Playwright Model Context Protocol (MCP) Server

This implementation serves as an MCP backend leveraging the robust capabilities of Playwright. It offers a deterministic mechanism for language models to interface with dynamic web content by utilizing machine-readable accessibility tree representations instead of relying on visual inputs (screenshots) or vision-centric models.

Core Advantages

Performance Optimized: Relies on the accessibility tree structure, leading to faster and more efficient operations than pixel-based methods.
Vision-Agnostic: Operates purely on semantic, structured data, making it ideal for non-visual AI agents.
Predictable Execution: Ensures consistent and unambiguous command application across different web states.

Primary Applications

Executing complex web workflows such as form submission and site traversal.
Extracting deeply nested or contextually important information.
Facilitating end-to-end verification of web application functionality.

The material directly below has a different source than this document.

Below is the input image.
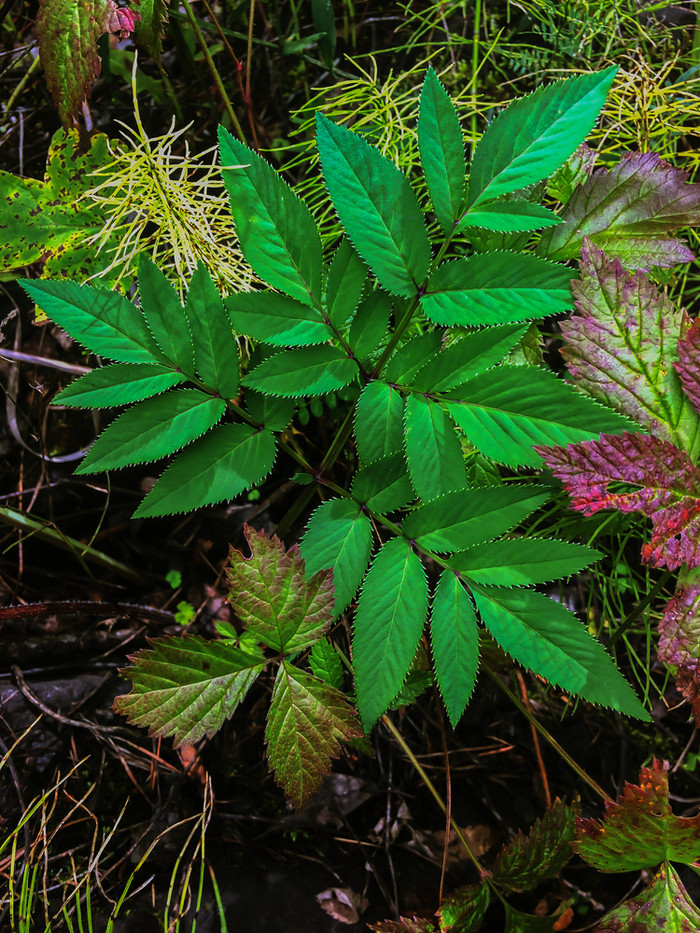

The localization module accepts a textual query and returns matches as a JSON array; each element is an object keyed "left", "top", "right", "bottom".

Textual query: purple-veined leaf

Configuration Snippet (Agent Setup)

js { "mcpServers": { "web_navigator": { "command": "npx", "args": [ "@playwright/mcp@latest" ] } } }

Deployment Integration in IDE Environments

To integrate this automation service directly within your workspace (e.g., VS Code):

Alternatively, command-line registration:

bash code --add-mcp '{"name":"web_navigator","command":"npx","args":["@playwright/mcp@latest"]}'

Server Runtime Customization

The Playwright MCP service supports various launch arguments to fine-tune its operation:

--browser <engine>: Specifies the rendering engine. Options include chrome, firefox, webkit, or specific channels (e.g., chrome-canary). Default is Chromium.
--caps <features>: A delimited list specifying enabled capabilities (e.g., tabs,pdf).
--headless: Executes the browser instance without a visible graphical interface.
--port <socket>: Defines the network port used for Server-Sent Events (SSE) communication.
--vision: Activates the secondary mode reliant on visual perception (screenshots) instead of accessibility structure.

User Profile Persistence

The automation environment utilizes a dedicated, isolated browser profile location:

Windows: %USERPROFILE%\AppData\Local\ms-playwright\mcp-chrome-profile
macOS: ~/Library/Caches/ms-playwright/mcp-chrome-profile
Linux: ~/.cache/ms-playwright/mcp-chrome-profile

Stateful session data (like cookies/logins) is retained here unless the directory is manually cleared.

Headless Execution Example

To enforce background operation without a GUI:

js { "mcpServers": { "web_navigator": { "command": "npx", "args": [ "@playwright/mcp@latest", "--headless" ] } } }

API Operations (Snapshot Mode - Default)

These functions target elements identified via the accessibility hierarchy:

browser_click: Executes a primary interaction on a targeted component.
browser_type: Inputs sequential string data into an input field.
browser_select_option: Manipulates the selection state of a <select> element.
browser_snapshot: Generates the current DOM structure augmented with accessibility properties (preferred over screenshots for actions).

API Operations (Vision Mode - Screenshot Dependent)

Activated via the --vision flag, these operations rely on screen coordinates:

browser_screen_move_mouse: Translates the cursor to specific (X, Y) screen coordinates.
browser_screen_click: Triggers a mouse click at a defined screen location.
browser_screen_type: Enters text, typically managed by sending keyboard events to the focused coordinate area.